Shock to the System

Basketball Digest, Summer, 2000 by Chuck O'Donnell

After a dismal 1999 WNBA season, women's hoops legend Nancy Lieberman-Cline is trying to spark her Detroit team to a turnaround

IT'S MARCH, THE DEAD OF THE WNBA offseason, but Nancy Lieberman-Cline's schedule is as busy as ever. On this day, the coach and general manager of the WNBA's Detroit Shock is on her way from one meeting to another to another.

"How are we going to be [this season]? I have no clue until the draft," says Lieberman-Cline. "We lost four players to the Olympics. I've been in meetings all day. We'll be dependent on the draft."

The little girl who told her mother she would someday be a great player, who honed her skills in the schoolyards of Queens by playing with the boys, who became a superstar on the collegiate and international stage, who was a trail blazer for women's basketball everywhere, says being on the coaching side of things is a big challenge.

"The greatest thing you can do is play the game," says Lieberman-Cline. "The next best thing is to coach, because you're in the trenches with them and helping them. It's hard. I have a lot of respect for coaches. The hours are incredible."

Her first two years with the Shock have been mixed. She made a great splash in 1998, leading Detroit to a 17-13 record and a .567 winning percentage that is the highest of any first-year team in pro sports history. Yet, the Shock narrowly missed the playoffs.

Last season was rough. Three players were suspended for their roles in a fight in a game against the Cleveland Rockers. The Shock suffered their worst loss in their short history, an 85-46 blasting at the hands of the Houston Comets. Fans at the Palace booed and brandished signs ripping Lieberman-Cline after she traded fan favorites Korie Hlede and Cindy Brown. Still, the Shock's 15-17 record was good enough to sneak into the postseason, were they promptly bowed out to the Charlotte Sting in a one-game playoff.

If there's anyone who can lead the Shock out of their abyss, it is Lieberman-Cline. At 16 and still in high school, despite being told she was too young to try out, she became the youngest basketball player ever to make the USA women's team. Shortly after turning 18, Lieberman-Cline became the youngest basketball player to win an Olympic medal when the United States struck silver at the 1976 Montreal Games.

It was on to Old Dominion, where she was a three-time Kodak All-American, two-time Wade Trophy winner (awarded to the top women's player taking into account academic excellence and community service), and a two-time Broderick Cup winner (awarded for the outstanding women's player).

"I was tall for a point guard back then, about 5'10", and played with a lot of style and flair, so people began to call me the female Magic Johnson," Lieberman-Cline says.

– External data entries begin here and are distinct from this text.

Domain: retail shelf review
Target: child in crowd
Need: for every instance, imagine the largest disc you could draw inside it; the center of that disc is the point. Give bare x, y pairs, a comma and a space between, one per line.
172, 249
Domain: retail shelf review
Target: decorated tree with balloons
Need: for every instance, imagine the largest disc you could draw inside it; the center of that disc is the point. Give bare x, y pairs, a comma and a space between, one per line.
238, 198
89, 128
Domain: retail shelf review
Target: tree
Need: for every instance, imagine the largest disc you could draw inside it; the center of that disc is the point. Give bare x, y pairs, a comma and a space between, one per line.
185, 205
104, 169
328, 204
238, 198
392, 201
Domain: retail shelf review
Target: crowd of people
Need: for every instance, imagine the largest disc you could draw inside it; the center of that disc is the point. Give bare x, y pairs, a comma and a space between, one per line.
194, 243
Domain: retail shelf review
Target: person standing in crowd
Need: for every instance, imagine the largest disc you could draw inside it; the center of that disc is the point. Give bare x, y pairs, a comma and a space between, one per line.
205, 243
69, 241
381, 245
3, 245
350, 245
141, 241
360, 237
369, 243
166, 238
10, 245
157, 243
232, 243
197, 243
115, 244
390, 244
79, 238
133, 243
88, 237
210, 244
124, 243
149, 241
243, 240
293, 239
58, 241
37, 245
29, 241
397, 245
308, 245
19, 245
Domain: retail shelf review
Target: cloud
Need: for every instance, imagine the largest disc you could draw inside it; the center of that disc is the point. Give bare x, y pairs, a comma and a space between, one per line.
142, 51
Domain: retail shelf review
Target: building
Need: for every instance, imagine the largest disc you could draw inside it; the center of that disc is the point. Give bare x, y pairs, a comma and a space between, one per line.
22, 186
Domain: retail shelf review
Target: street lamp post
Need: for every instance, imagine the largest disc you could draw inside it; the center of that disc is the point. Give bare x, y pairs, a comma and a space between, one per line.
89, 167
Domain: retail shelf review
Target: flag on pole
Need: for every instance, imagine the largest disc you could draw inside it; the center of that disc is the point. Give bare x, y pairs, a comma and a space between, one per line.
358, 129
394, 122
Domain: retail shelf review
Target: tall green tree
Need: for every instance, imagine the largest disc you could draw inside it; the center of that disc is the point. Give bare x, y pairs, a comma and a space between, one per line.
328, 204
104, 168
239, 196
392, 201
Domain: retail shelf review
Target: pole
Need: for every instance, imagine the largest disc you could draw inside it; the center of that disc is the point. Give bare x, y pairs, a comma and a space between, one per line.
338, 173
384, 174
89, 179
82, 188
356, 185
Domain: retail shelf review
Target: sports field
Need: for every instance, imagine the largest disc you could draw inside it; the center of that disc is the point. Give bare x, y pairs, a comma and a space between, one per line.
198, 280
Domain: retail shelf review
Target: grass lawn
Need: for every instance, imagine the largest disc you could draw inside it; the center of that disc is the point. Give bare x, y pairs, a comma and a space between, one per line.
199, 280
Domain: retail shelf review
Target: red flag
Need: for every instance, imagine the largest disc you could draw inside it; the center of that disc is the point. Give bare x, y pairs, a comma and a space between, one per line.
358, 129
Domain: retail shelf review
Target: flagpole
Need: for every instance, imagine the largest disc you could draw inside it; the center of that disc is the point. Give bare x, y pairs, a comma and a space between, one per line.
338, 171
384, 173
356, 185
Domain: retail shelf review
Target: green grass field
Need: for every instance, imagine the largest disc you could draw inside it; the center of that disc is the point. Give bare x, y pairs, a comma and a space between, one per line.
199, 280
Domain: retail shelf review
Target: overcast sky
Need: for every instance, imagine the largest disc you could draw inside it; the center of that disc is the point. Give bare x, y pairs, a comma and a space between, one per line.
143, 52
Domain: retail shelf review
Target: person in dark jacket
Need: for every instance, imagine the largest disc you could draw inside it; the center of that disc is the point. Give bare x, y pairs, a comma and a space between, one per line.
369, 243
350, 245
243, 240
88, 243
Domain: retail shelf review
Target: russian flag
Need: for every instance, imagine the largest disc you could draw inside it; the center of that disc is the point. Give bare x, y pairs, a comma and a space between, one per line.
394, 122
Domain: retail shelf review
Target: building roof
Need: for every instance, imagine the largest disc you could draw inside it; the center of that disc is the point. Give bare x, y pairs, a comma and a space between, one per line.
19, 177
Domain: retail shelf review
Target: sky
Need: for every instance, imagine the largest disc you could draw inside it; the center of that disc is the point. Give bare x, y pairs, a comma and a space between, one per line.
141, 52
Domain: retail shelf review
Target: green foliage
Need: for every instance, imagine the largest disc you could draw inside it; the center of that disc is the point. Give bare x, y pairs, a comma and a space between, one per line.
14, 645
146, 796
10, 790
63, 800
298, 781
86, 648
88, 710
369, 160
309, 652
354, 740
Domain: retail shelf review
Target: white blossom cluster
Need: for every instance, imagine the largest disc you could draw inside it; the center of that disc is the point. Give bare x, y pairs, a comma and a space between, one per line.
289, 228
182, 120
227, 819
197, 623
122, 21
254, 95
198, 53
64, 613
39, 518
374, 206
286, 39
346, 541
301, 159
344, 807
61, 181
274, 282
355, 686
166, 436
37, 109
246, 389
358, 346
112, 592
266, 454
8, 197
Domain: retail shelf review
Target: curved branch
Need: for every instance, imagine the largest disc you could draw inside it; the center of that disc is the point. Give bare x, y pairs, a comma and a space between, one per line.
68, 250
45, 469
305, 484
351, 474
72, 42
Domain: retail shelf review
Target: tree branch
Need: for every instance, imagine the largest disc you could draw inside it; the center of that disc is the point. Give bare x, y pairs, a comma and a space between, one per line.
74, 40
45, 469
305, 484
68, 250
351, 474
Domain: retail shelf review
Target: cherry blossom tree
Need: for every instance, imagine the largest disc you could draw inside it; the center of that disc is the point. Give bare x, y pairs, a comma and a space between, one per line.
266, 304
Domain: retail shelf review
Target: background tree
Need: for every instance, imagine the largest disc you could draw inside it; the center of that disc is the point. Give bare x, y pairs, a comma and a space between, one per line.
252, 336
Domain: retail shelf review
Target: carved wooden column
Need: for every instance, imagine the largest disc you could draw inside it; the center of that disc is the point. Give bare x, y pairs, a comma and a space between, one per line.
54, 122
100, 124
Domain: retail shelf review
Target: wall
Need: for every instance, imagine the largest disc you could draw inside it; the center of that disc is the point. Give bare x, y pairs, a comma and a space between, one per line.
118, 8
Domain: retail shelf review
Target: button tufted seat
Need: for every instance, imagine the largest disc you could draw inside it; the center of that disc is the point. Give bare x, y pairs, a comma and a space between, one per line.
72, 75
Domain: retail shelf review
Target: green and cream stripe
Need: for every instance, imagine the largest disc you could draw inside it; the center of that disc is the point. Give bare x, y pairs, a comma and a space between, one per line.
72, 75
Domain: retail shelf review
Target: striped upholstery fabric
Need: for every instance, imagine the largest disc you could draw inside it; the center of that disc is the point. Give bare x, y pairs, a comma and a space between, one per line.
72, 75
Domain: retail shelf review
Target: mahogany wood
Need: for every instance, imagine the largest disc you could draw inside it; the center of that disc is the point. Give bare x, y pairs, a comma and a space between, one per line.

Lieberman-Cline was also the driving force behind Old Dominion's back-to-back Association of Intercollegiate Athletics for Women national titles, including the memorable 1979 championship [see sidebar]. That season Lieberman-Cline averaged over 17 points a game, while dishing out about seven assists and grabbing eight rebounds a game.

"We had a lot of fun beating a lot of teams that year. We won our first 26 games and were ranked No. 1 in the polls from the fourth week of the season on. After losing to South Carolina, we got back on a roll," Lieberman-Cline says.

Upon graduating, Lieberman-Cline was the top pick of Dallas Diamonds of the Women's Basketball League. She later played for Dallas again in the Women's American Basketball League. In 1986, Lieberman-Cline became the first woman to play in a men's professional league, suiting up for the United States Basketball League's Springfield Fame. The next year she played for the USBL's Long Island Knights and then moved on to the Washington Generals, the long-time foils of the Harlem Globetrotters. On Washington she played alongside a CBA veteran named Tim Cline, and one year later--in an unprecedented move--the two former teammates married.

She ended up in Springfield again in 1996, but this time she was there to join the game's immortals in the Naismith Memorial Basketball Hall of Fame. It's usually a nice way to cap a career, but at 38, Lieberman-Cline caught the bug to play again.

She was contemplating a return to the pro ranks with the fledgling WNBA when Magic Johnson--the man she was always likened to on the court--gave her a little advice. "He said, `Do you love it? Are you willing to pay the price? Then make the commitment and do it," Lieberman-Cline recounts.

And she did, making the Phoenix Mercury her fourth pro team in 1997.

"The coolest thing about playing in the WNBA was that people who hadn't seen me for years would come up to me and say, `Thank you.' Or they would tell their little daughter, `This is the Cynthia Cooper when I played.' I was almost embarrassed. It's very humbling when people remember you."

Besides her playing and coaching, Lieberman-Cline has worked extensively for several networks as a broadcaster, written two books, and was even for a time in the early '80s the personal trainer for tennis superstar Martina Navratilova.